Während der Filmfestspiele gab es verschiedene Debatten zur Positionierung des Festivals gegenüber dem Nahostkonflikt. Etwa 80 Filmschaffende warfen der Berlinale vor, sich nicht ausreichend zum Gaza-Krieg zu positionieren. In einem offenen Brief der Berlinale-Leitung vorgeworfen, propalästinensische Stimmen zu zensieren, was Tuttle zurückwies. Zu diesem Zeitpunkt hielt Weimer noch zu der 56-jährigen Tuttle und dem Präsidenten der Jury Wim Wenders. So ließ Weimer nach der Preisverleihung mitteilen, dass das Filmfestival für politische Destruktion missbraucht werde und spitzte zu, dass die „Pali-Aktivistenszene auf der Berlinale mit Israel-Hass, Aggressivität und Bekenntnisnötigungen ihre hässliche Fratze gezeigt“ habe. Doch diese Haltung änderte er sodann.

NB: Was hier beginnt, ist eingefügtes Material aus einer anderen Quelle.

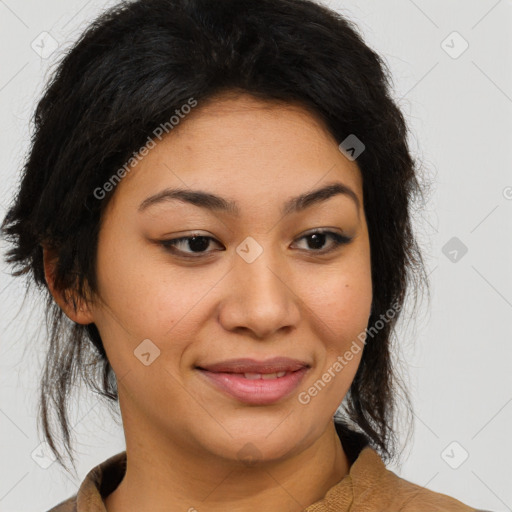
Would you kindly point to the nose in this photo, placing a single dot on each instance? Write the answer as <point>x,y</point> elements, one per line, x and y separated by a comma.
<point>259,298</point>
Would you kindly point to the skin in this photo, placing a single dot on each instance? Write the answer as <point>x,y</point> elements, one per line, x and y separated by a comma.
<point>183,436</point>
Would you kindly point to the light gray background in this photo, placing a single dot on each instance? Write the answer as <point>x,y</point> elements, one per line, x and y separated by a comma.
<point>458,353</point>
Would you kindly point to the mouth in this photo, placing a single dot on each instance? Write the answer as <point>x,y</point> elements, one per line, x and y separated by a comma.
<point>253,382</point>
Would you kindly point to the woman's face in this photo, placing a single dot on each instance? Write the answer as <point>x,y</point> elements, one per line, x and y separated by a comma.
<point>259,285</point>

Tuttle, die die Berlinale nun zum zweiten Mal leitete und zuvor das Filmfestival in London verantwortete, wird von mehr als 500 Beschäftgten der Berlinale unterstützt, die sich in einem gemeinsamen Statement hinter die Festivaldirektorin gestellt haben. Sie schreiben: „Wir – das Team der Berlinale, egal ob fest angestellt, auf Vertrag, als Freelancer und kooperierende Institutionen – kommen aus ganz unterschiedlichen Ecken, aber in einer Sache sind wir uns absolut einig: Wir stehen voll und ganz hinter der großartigen Tricia Tuttle als unserer Intendantin. Man kann es nicht anders sagen: Der KBB-Aufsichtsrat hätte keine bessere Wahl treffen können. Tricia ist klug, handelt fair und hat immer ein offenes Ohr. Niemand brennt mehr für die Werte, die dieses Festival für das Kino hier in Deutschland und weltweit so wichtig machen.“

Weitere rund 700 Filmschaffende, die nicht für die Berlinale tätig sind, plädieren ebenfalls in einem offenen Brief gegen eine potenzielle Abberufung der aktuellen Intendantin aufgrund der diesjährigen Ereignisse. Sie weisen darauf hin, dass hier nicht nur eine individuelle Personalie zur Debatte stünde, sondern die künstlerische Freiheit verhandelt werde und die institutionelle Unabhängigkeit der Filmfestspiele in Frage stehe.